Папа встает, и мы идем молча до самого дома…
Может быть, и не вспомнила бы этих штрихов отцовой биографии, если бы они не сократили папиной жизни, не измучили его больше всего. Он был честным, в самом лучшем смысле этого слова, человеком. В грехе, в раскаянии, в радости, в горе был весь тут, без остатка, без расчета. Скрывать ничего не умел и не хотел. Жена, дети, семья были для него самым дорогим. И как беспощадно он бичевал свои увлечения!
Зачем я пишу эту правду?
Мне кажется, что без этих диссонансов жизни не понять и музыки отца, а я пишу о человеке, который научил ненавидеть ретушь.
«Образ Саца создан во мне исключительно его музыкой. Несомненно, это был человек, о котором слагаются легенды. Все, что он видел, он хотел — потому что иначе не мог — впитать в себя целиком, без остатка.
Насколько Вагнер воспринимал яркий, победный и парадный пафос жизни, гремучий и солнечный гимн ее литавр, настолько Сац воспринимал и передавал в своих мелодиях и созвучиях именно то, что не парадно, что потеряно и затеряно в шумах жизни, что заброшено в толще будней, похоронено под разными наслоениями, но что все же не случайно, а значительно и прекрасно, если суметь его раскопать.

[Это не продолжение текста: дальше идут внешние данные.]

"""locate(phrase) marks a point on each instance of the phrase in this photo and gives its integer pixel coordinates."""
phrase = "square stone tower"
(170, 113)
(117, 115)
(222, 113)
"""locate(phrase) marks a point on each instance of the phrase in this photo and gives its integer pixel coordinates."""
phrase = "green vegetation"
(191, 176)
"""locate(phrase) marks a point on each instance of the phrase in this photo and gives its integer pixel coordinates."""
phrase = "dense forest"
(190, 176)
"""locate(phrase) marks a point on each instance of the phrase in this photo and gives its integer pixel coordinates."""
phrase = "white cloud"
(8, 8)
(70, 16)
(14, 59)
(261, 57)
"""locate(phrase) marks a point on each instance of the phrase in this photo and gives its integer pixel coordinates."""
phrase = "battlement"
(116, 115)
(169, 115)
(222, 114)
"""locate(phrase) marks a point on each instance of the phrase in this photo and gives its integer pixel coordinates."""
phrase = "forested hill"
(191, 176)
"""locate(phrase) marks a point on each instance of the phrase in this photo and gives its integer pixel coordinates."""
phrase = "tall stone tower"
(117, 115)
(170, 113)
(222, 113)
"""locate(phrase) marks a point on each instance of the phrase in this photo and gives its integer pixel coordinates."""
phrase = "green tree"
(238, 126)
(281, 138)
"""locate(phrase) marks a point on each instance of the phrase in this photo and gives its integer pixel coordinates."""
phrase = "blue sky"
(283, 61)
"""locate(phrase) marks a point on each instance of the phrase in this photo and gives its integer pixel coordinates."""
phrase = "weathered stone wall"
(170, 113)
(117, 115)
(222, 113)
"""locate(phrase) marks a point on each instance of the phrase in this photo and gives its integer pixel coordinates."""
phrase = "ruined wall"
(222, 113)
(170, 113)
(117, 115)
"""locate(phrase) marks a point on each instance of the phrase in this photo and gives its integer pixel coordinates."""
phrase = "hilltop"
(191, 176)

И Сац раскапывал, искал — и не в том смысле, в каком сейчас уже ничего не может сказать это испошленное слово «искать», а в полном смысле его первичного значения. Он бродил по базарам и записывал песни нищих-слепцов. Записывал звуки трещоток, колес, свистулек. Ездил по деревням, отыскивал жалейщиков, возил их в Москву, ездил в «черту оседлости», записывал на Кавказе напевы духоборов и татар. Разбирал пианино, обертывал струны папиросной бумагой и играл. Вводил в оркестры, которыми дирижировал, особые шумы и стуки… В исканиях он был настойчив, как маньяк, он не знал устали. Это был человек, буквально одержимый ему одному свойственным, прямым и трудным, страдальческим и в то же время счастливейшим восприятием жизни.
Он воспринимал и переживал то, что не видно, почти неощутимо, о чем не говорят, потому что нет соответствующих слов, но о чем часто, и часто незаметно для себя, думают, воспринимал все многообразие, всю сложность и тонкость прекрасного человеческого существа. И какое обаяние, какая красота есть в каждом явлении жизни, если суметь воспринять его так, как воспринимал Сац!» [20].